GOOGLE SEARCH CONSOLE FOR MARKETERS 67

Losealikes

On January 31, 1969 The Lompoc Record (a newspaper from Lompoc, California) carried an uncredited article from the United Press International Wire service with the Nipsey Russell-esque headline “Nets, Mets even play same way.” The author goes on to poke fun at the Nets by calling them a “welcome visitor” to any town they go to since they are likely to show up and lose to the home team.

The author then (and given the year, we have to presume it was a guy, and probably a guy that wore a fedora, and smoked cigarettes) went on to call the Nets and Mets “sound-alikes and also lose-alikes as the Nets stagger around the ABA like men in a fog.”

The reason for this history lesson is that this week I came up with the term losealike and since the only other use of the term (according to the all knowing Google) is this 1969 article (where it was spelled lose-alike – i.e. TOTALLY DIFFERENT), consider this me planting the flag on behalf of Trust Insights as bringing the concept of losealike to marketing.

If you’ve stuck with my absurdity thus far you’re probably asking “Enough you prat! What does losealike mean?” Well, ok, nobody says ‘prat‘ but you get the idea.
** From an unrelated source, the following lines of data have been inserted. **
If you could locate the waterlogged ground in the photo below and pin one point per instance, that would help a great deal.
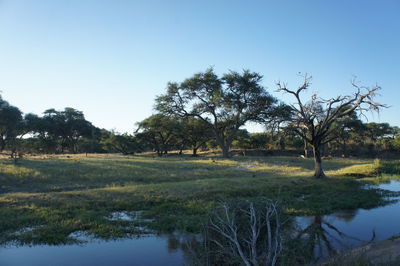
(344, 230)
(146, 251)
(331, 233)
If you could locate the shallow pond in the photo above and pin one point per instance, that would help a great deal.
(348, 229)
(147, 250)
(341, 230)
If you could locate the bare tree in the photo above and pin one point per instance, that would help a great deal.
(313, 120)
(248, 234)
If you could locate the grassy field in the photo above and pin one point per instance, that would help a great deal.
(47, 199)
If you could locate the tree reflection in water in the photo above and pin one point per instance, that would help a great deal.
(316, 240)
(321, 239)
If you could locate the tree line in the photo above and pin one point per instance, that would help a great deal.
(209, 111)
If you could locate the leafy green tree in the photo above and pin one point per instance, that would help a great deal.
(161, 132)
(123, 143)
(195, 133)
(224, 104)
(10, 119)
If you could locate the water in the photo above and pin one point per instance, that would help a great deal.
(338, 231)
(146, 251)
(344, 230)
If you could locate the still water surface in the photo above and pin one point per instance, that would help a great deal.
(340, 230)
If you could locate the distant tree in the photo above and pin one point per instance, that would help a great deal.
(123, 143)
(345, 128)
(313, 120)
(195, 133)
(224, 104)
(10, 119)
(68, 126)
(160, 132)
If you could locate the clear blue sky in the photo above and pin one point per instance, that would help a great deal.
(111, 58)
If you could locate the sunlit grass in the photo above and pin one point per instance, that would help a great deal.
(54, 196)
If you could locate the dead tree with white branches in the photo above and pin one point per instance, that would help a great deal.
(249, 234)
(313, 120)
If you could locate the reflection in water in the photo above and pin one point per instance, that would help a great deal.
(322, 239)
(322, 235)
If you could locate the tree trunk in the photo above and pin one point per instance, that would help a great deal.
(344, 148)
(225, 151)
(305, 149)
(319, 172)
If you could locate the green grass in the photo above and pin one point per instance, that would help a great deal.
(45, 199)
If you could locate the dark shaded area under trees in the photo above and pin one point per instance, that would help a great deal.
(207, 111)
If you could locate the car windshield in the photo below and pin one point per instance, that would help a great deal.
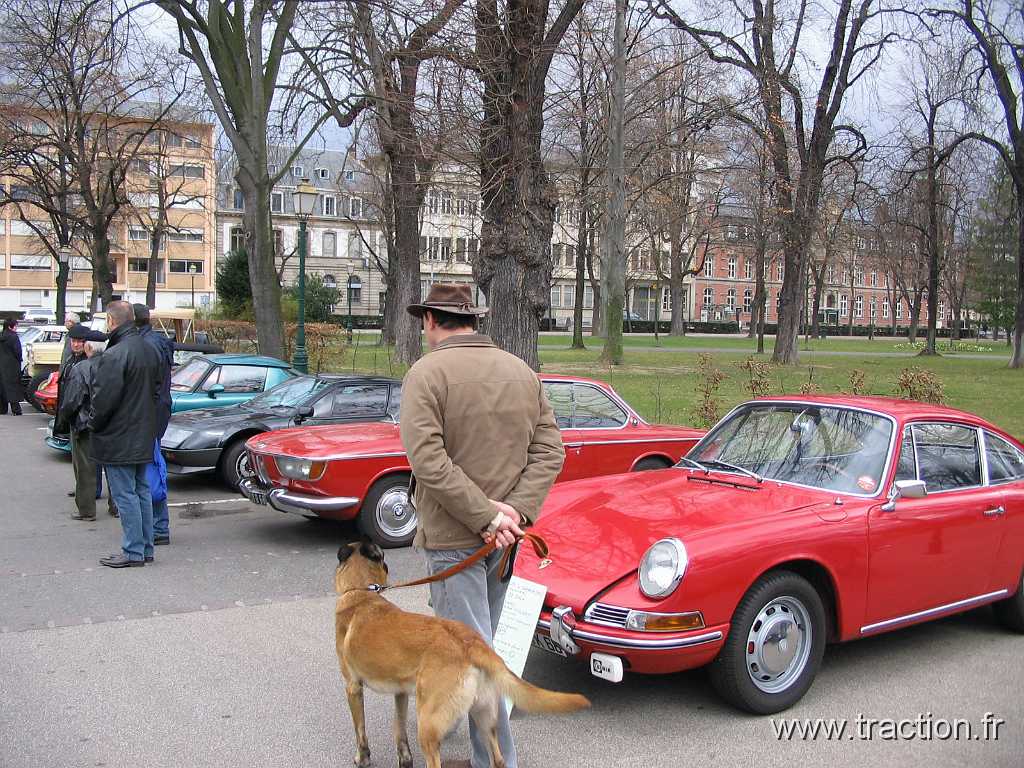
(835, 449)
(289, 393)
(190, 374)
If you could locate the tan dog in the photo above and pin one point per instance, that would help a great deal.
(449, 667)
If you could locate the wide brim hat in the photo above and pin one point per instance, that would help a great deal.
(454, 298)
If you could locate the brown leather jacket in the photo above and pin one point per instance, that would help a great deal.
(476, 425)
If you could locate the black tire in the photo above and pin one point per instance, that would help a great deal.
(778, 602)
(381, 519)
(651, 462)
(30, 393)
(233, 461)
(1011, 611)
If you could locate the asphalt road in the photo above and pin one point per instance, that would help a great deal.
(221, 654)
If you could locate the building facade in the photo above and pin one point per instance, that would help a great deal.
(178, 160)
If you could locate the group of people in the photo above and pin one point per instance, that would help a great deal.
(114, 399)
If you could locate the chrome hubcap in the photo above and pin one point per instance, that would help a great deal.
(394, 514)
(778, 644)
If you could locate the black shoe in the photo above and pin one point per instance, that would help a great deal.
(121, 561)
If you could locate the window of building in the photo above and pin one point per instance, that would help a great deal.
(354, 289)
(186, 235)
(186, 266)
(30, 261)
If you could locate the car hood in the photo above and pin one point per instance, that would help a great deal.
(334, 441)
(599, 528)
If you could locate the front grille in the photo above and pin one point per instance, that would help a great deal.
(608, 615)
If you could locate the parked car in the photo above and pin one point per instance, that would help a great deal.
(205, 439)
(794, 522)
(206, 381)
(361, 472)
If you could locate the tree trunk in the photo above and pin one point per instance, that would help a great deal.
(613, 264)
(262, 270)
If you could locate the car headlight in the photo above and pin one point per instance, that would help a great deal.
(299, 469)
(663, 567)
(174, 436)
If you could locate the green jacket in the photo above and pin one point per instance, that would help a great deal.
(476, 425)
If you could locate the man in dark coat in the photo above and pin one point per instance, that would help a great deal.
(74, 410)
(123, 426)
(10, 369)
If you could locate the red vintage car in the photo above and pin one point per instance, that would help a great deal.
(793, 523)
(360, 471)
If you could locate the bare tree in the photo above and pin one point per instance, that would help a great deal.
(765, 39)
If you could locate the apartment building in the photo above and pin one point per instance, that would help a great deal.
(174, 170)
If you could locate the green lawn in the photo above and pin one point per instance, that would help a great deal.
(662, 385)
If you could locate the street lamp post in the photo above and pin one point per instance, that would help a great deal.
(304, 198)
(192, 274)
(64, 259)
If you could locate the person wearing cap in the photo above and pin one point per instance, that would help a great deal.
(73, 416)
(484, 450)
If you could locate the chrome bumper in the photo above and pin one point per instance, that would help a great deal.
(288, 501)
(567, 630)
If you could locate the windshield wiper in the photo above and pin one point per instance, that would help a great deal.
(734, 468)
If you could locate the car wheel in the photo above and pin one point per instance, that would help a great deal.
(775, 644)
(1011, 611)
(386, 515)
(651, 462)
(233, 464)
(30, 394)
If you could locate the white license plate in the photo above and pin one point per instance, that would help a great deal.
(546, 643)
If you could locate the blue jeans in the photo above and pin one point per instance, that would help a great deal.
(130, 488)
(161, 519)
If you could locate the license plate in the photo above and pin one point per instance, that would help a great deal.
(546, 643)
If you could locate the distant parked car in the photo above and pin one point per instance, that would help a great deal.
(205, 439)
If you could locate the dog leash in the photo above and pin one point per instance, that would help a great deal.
(505, 566)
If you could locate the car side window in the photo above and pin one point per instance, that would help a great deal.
(592, 409)
(360, 399)
(560, 397)
(237, 379)
(906, 469)
(947, 456)
(1005, 462)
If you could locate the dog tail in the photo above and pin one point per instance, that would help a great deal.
(526, 696)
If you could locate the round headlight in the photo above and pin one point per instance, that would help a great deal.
(663, 567)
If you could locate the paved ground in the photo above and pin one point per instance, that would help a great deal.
(221, 654)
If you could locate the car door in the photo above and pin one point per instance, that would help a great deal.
(559, 394)
(241, 383)
(603, 424)
(937, 550)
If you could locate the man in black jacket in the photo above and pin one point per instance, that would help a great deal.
(123, 426)
(74, 409)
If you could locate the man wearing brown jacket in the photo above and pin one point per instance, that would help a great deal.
(484, 450)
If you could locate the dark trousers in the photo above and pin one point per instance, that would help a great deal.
(85, 474)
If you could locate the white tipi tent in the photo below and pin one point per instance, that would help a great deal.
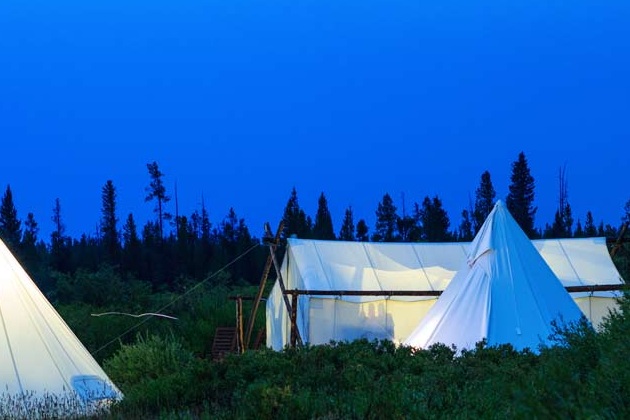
(506, 294)
(42, 363)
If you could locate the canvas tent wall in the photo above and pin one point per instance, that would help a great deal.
(40, 358)
(505, 293)
(338, 265)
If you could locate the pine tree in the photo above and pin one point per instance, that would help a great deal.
(109, 222)
(408, 226)
(132, 247)
(484, 201)
(295, 220)
(579, 232)
(362, 231)
(30, 252)
(521, 196)
(347, 228)
(589, 226)
(323, 228)
(30, 232)
(59, 243)
(156, 191)
(465, 227)
(234, 238)
(562, 226)
(435, 222)
(386, 221)
(10, 225)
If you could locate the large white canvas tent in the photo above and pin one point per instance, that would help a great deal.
(506, 293)
(368, 266)
(42, 363)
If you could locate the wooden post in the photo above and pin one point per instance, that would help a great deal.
(239, 325)
(261, 287)
(294, 330)
(619, 240)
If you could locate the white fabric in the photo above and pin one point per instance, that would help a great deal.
(338, 265)
(39, 354)
(505, 294)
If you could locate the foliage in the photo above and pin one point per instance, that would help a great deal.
(323, 227)
(434, 219)
(385, 229)
(484, 201)
(520, 199)
(296, 222)
(346, 233)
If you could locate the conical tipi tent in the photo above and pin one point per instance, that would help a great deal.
(42, 363)
(505, 294)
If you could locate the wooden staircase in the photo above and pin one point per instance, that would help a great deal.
(224, 342)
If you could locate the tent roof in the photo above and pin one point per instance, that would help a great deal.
(39, 354)
(506, 293)
(339, 265)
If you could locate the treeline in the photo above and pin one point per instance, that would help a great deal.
(429, 221)
(173, 248)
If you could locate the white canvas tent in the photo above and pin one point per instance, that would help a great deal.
(366, 266)
(506, 293)
(41, 360)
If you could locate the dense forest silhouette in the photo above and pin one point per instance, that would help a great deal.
(172, 251)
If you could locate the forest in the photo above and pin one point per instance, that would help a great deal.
(189, 266)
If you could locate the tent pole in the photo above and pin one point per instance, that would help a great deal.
(295, 335)
(273, 243)
(239, 325)
(619, 240)
(291, 306)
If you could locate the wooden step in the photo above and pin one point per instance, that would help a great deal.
(224, 342)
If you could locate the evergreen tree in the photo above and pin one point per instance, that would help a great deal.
(295, 220)
(132, 247)
(156, 191)
(465, 227)
(347, 228)
(10, 225)
(562, 226)
(234, 238)
(589, 226)
(30, 252)
(600, 229)
(30, 232)
(579, 232)
(521, 196)
(109, 222)
(385, 229)
(408, 226)
(362, 231)
(484, 201)
(323, 228)
(435, 221)
(59, 243)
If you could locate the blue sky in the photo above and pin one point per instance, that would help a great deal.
(239, 101)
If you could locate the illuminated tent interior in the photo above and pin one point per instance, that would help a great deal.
(368, 266)
(40, 358)
(506, 293)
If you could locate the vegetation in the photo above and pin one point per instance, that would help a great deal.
(585, 374)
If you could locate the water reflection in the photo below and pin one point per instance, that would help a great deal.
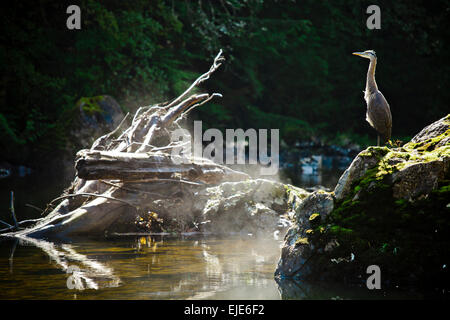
(302, 290)
(140, 268)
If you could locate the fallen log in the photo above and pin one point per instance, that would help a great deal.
(125, 176)
(95, 165)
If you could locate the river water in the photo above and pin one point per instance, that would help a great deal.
(135, 267)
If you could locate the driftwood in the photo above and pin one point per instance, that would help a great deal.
(95, 165)
(124, 178)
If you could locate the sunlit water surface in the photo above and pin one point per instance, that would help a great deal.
(140, 268)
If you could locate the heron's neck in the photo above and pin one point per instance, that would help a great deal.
(371, 85)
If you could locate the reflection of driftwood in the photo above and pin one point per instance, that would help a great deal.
(86, 272)
(127, 174)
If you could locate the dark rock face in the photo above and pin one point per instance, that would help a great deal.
(390, 208)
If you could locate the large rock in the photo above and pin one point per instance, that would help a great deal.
(390, 208)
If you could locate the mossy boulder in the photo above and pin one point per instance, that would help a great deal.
(390, 208)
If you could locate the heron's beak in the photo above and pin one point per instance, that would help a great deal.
(361, 54)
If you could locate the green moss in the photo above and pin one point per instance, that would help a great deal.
(90, 105)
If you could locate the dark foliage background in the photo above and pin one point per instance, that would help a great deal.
(289, 65)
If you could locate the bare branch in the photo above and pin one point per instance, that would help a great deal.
(216, 64)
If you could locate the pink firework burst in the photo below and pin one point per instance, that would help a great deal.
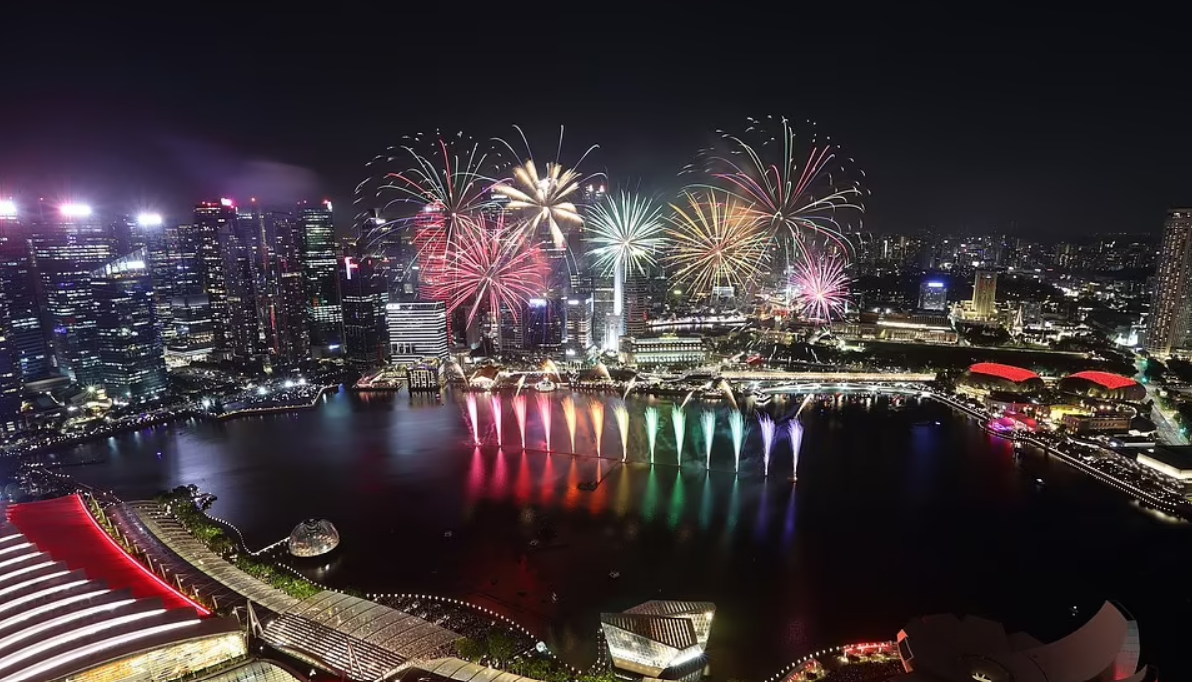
(488, 266)
(820, 287)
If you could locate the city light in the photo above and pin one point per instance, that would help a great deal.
(74, 210)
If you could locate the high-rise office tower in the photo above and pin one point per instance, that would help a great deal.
(1168, 323)
(285, 307)
(318, 258)
(132, 361)
(364, 292)
(417, 330)
(68, 243)
(581, 309)
(204, 261)
(10, 353)
(985, 292)
(18, 281)
(932, 295)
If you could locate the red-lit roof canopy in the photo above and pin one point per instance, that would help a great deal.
(1105, 379)
(1009, 372)
(67, 532)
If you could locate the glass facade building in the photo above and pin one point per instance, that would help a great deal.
(318, 261)
(132, 360)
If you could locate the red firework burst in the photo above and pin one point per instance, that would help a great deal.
(486, 264)
(820, 287)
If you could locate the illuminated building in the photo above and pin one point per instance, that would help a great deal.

The short version is that over the past few years we’ve seen the growth of marketers using data to generate lists that look like their customers – lookalikes. But what if you generated a list of prospects not like your customers?

Lookalikes are people you don’t know about yet (not on any of your lists), who are, in some traits, similar to your customers. In theory they should be prospects a lot more qualified than the general public (Everything riding on the “in theory” here.) It’s very simple for Facebook or Twitter, you take a customer list, run a campaign against a lookalike list generated from the customer list and hopefully it’s your best hit rate ever and you are basking in the glory of your most successful ad campaign.

Working on a data project this week we had a client that’s segemented their customers and prospects. They are doing lookalike marketing and it’s going well so we were brainstorming where to hunt next. As we were reviewing the segments there was one we came to where they said “this list is TERRIBLE, these people never buy anything EVERRRRR.”

Queue the hokey metaphor for new idea here – lightning strike, chocolate bar landing in PB jar (see the call back to rhyming there? you’re welcome), person saying “Why… that’s just crazy enough to work!”

You take a big list that you don’t know anything about yet. Use your favorite statistical analysis / machine learning package to find the people on the big list most like the ones on the list that your team knows is TERRIBLE. Split the new list and suppress the names like the terrible ones from the campaign. Test to confirm the “terrible” list is truly worse. If it validates, from now on every time you run it you’re creating the losealike list! And you don’t have to advertise to, call, email them! The time you are not spending is money in your pocket!

Have fun creating your losealike lists (TM Trust insights 2019)!